In the winter of 1976 England was in the grip of new cultural phenomena. Punk, the original sound of the suburbs was skittering across the UK like a dust covered needle on and old LP. Urban kids sick of the old guard of sixties deities like Pink Floyd and Led Zeppelin et al were on the march. Punk was not just a musical movement; it was a much wider cultural imperative. It was a new empowering regime that said if you want to do something - then go on you can do it.
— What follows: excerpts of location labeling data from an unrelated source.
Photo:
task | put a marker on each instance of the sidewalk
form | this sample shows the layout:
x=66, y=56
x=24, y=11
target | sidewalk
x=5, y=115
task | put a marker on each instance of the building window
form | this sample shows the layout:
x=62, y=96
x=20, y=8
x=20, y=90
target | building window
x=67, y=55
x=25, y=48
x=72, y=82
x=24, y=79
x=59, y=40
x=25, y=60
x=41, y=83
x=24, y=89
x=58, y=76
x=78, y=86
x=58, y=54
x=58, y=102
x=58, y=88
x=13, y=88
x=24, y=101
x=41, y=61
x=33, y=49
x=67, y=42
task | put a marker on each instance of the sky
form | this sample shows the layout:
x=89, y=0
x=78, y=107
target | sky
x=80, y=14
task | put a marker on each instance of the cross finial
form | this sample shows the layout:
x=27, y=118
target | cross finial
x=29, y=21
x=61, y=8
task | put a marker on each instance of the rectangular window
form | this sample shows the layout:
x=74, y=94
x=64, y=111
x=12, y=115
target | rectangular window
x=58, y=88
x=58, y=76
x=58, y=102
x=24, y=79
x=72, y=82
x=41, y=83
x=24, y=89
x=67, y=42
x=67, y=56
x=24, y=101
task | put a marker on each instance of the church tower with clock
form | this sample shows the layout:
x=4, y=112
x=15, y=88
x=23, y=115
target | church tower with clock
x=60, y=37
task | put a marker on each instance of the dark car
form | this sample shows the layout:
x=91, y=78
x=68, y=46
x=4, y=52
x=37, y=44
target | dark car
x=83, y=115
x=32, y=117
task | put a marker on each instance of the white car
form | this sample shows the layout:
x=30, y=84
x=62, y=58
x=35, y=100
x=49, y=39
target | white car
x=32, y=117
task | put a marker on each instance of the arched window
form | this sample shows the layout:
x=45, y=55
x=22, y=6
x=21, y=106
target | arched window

This ethos extended to owning your own record label, running your own clothes shop or club… or publishing your own magazine. From a tower block in a grim corner of South East London, musician Mark Perry, also known as Mark P, started the cult fanzine Sniffin’ Glue (taken from the Ramones song ‘Now I Wanna Sniff Some Glue’) . It was soon on sale across London at the coolest stores who were at the vanguard of this new movement - Rock On in Camden and Soho market, Compendium Books in Camden and Rough Trade records in Notting Hill. In another corner of South East London, Tony Moon and his mate P.JAC were starting their own fanzine Sideburns. Largely dedicated to their shared twin passions, The Stranglers and proto punks Dr.Feelgood, the very first edition was published in January 1977. On page two editor Tony Moon, desperate to fill a blanka page, picked up a felt tip pen and instinctively drew what has now become one of the most quoted statements from the punk era. He hurriedly dashed off a diagram with three guitar chords and the slogan “Now Form A Band.” Sideburns was a long time ago now, but somehow this singular image survives in peoples imaginations. Its stark simplicity seemed to encapsulate the entire punk ethos and over the years it has been reproduced in books and shown on documentaries. Widely regarded as having derived from the pages of the better known Sniffin’ Glue, only Jon Savage in his book England’s Dreaming gets it right – that it was from Sideburns and was drawn by Tony Moon. Speaking in May 2000 to The Independent in an article about Punk, Mark P said of the three chord diagram “that wasn’t in Sniffin’ Glue. It’s so mythical now, but it never was. I’ve had to put so many people right….I’ve had people tell me that I’m wrong saying ‘course you did it. Don’t you remember?’ I wish I had. It’s a great idea. It was perfect.”